Though it's today associated with beads, The Big Easy and uninhibited young women on videotape, Fat Tuesday began as a religious observance.
Historians believe Mardi Gras, French for “Fat Tuesday,” has its origins in Roman pagan fertility festivals. When Christianity swept Rome, the church incorporated the oft-debauched festivals into its observances as a way of attracting followers.
The name “Fat Tuesday,” comes from the custom to indulge on sweets and meats that Catholics traditionally forego during the Lent period in order to foster contrition.
Celebrated the day before Ash Wednesday, Fat Tuesday is a tradition of blowing off steam before the 40 penitent days of Lent.
Though the custom of wearing brightly ornate masks and costumes during balls and in street processions began in Italy, the tradition spread to France, which popularized the rite throughout Europe and later the French population of New Orleans.
According to historians, a French-Canadian explorer, Jean Baptiste Le Moyne Sieur de Bienville, instigated the first American Mardi Gras on March 3, 1699 after landing close to New Orleans on a spot he named “Pointe due Mardi Gras.”
The holiday in New Orleans and other French settlements raged for a few decades until Spain gained control of New Orleans and abolished the boisterous celebration.
In 1827, the holiday was revived in Louisiana after students who had returned from Paris, where it was still celebrated, danced through the city in costume.

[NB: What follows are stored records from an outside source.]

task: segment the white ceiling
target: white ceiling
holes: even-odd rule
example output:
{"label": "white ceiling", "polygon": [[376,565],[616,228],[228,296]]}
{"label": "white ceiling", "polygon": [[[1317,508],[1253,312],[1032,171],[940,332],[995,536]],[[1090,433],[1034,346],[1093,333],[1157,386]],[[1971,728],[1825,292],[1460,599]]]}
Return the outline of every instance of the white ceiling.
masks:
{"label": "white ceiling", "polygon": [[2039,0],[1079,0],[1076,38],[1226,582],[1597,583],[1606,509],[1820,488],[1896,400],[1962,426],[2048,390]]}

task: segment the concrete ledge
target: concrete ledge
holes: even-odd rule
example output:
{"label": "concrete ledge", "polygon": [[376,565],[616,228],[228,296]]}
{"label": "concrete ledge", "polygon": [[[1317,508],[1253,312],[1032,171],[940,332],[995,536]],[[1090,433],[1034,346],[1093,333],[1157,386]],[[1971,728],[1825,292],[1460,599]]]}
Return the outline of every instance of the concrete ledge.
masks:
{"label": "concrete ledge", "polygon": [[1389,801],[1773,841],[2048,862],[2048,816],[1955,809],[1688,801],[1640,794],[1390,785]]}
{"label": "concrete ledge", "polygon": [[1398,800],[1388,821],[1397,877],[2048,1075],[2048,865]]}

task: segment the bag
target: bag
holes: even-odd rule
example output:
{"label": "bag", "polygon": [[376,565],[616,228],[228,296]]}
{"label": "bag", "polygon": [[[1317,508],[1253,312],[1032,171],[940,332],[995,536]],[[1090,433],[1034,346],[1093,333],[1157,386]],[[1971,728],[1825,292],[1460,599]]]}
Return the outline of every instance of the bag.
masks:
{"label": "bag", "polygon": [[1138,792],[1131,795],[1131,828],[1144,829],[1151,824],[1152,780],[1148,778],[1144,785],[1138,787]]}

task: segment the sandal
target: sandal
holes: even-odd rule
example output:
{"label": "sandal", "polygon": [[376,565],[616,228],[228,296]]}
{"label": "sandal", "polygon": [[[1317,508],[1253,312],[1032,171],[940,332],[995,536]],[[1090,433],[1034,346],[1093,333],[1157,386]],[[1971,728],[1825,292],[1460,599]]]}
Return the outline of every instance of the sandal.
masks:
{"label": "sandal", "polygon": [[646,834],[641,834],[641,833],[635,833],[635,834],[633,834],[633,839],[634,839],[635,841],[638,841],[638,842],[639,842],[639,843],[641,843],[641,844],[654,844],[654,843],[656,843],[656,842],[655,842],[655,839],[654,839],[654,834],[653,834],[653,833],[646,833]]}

Thirty years later, a secret society of the city’s merchants known as the Mistick Krewe of Comus organized a Mardi Gras parade with moving floats and a marching band. The group chose the official Mardi Gras colors: green to represent faith, gold for power and purple for justice.
Today, the colors are the official colors of both Tulane University and the University of Louisiana. Mardi Gras is a state holiday in Louisiana.
Other places around the world that have unique pre-Lenten celebrations on the day of Fat Tuesday include the United Kingdom.
In England, pancakes are the traditional food of their version of Fat Tuesday, which is known as “Shrove Tuesday.” Pancake ingredients use eggs and fat, two food items that were prohibited for consumption during the Lent period. The word “shrove” is an archaic English term that means “confessed” as priestly confession rites are observed ahead of Lent.
Soccer games and outdoor races are also a part of the day’s celebration in the U.K.
Many Catholic countries observe pre-Lenten rituals, including Brazil, where they have a weeklong Carnival that incorporates the European tradition of wearing masks and includes dancing as well as other African and Latin American traditions. In Germany, the Karneval festival - also known as Fastnacht or Fasching, is similar to Mardi Gras, but includes the tradition of allowing women to cut men’s neckties.
Children in Denmark dress up in costumes on the Monday or Sunday prior to Ash Wednesday and - similar to Halloween - gather candy.